Obviously, this could have very bad side effects and, while consistent and predictable, falls squarely under the category of undesirable (and unexpected) behavior, in my opinion.



 Comments   
Comment by Zack Smith [ 2014/08/28 ]

This is pretty bad as this is standard workflow and would cause code to be deployed that was meant to be noop'ed and cause and extremely unintuitive result to occur.

Comment by Daniel Dreier [ 2015/12/08 ]

Ops ran into this internally; ping me or [~rw] for more details if it would be useful and we can write it up.

Comment by Branan Riley [ 2015/12/08 ]

I agree this is unintuitive behavior, but it fits with what "--noop" actually implies in the agent, which is "set the default value of the noop metaparam to true for any resources that don't have it specified".

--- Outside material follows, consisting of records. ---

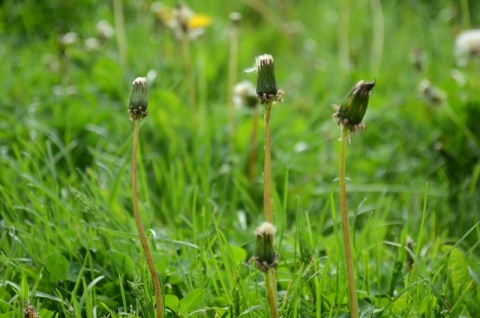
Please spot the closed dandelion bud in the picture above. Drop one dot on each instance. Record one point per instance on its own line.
(265, 256)
(138, 106)
(354, 107)
(266, 80)
(267, 89)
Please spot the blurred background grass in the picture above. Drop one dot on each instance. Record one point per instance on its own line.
(65, 135)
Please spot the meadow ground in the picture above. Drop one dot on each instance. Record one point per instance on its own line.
(68, 242)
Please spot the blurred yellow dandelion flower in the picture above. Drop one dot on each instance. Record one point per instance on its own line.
(199, 21)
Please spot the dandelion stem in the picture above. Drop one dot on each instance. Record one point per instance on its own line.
(352, 291)
(138, 222)
(267, 168)
(270, 277)
(232, 73)
(187, 60)
(253, 150)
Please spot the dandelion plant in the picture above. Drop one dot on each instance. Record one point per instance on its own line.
(349, 119)
(138, 109)
(269, 94)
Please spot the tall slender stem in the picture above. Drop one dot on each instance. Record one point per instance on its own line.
(267, 169)
(187, 60)
(270, 277)
(352, 290)
(253, 150)
(232, 74)
(138, 222)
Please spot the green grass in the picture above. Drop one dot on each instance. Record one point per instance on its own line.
(68, 244)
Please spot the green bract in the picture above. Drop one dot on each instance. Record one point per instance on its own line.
(266, 80)
(138, 106)
(355, 104)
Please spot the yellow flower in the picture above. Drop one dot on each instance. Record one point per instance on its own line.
(199, 21)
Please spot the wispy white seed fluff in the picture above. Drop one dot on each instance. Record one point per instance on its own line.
(260, 61)
(140, 81)
(265, 228)
(467, 45)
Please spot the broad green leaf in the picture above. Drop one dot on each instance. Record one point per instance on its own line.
(57, 266)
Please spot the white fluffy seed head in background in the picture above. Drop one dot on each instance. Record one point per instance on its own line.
(467, 45)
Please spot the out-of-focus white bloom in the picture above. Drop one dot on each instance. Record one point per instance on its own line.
(459, 77)
(105, 29)
(245, 95)
(467, 45)
(92, 44)
(430, 93)
(68, 38)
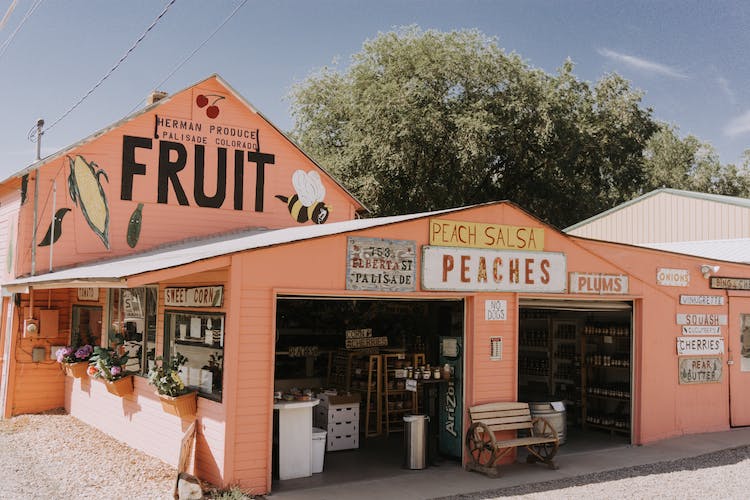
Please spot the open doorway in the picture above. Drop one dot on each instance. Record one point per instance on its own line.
(575, 369)
(356, 355)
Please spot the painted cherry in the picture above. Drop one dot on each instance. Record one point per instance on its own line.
(212, 111)
(202, 101)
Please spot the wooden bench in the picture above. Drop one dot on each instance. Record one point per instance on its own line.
(485, 451)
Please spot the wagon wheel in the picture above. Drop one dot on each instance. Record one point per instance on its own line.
(542, 428)
(543, 452)
(480, 441)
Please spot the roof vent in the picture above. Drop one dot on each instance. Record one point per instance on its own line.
(156, 95)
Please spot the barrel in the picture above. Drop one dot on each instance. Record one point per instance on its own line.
(556, 418)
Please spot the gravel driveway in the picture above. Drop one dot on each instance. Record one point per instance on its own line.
(723, 474)
(56, 456)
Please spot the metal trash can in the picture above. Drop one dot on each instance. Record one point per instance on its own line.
(555, 417)
(415, 441)
(318, 449)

This ticket falls squarely into the "what does noop actually mean" bucket of questions, a topic I have been increasingly grumpy about the more I learn about our current behaviors. I don't think we can just "fix" this without re-evaluating what noop means and how it is implemented in the agent

Comment by Daniel Dreier [ 2015/12/09 ]

Branan Riley At risk of jumping into architecture ahead of time – my assumption had been that when the agent does a noop run, it adds a "noop => true" metaparameter to all resources in the catalog it writes. I believe that would allow us to skip the question of what noop should mean, while making behavior a bit more predictable in this scenario.

Comment by Lexa Whitehurst [ 2015/12/09 ]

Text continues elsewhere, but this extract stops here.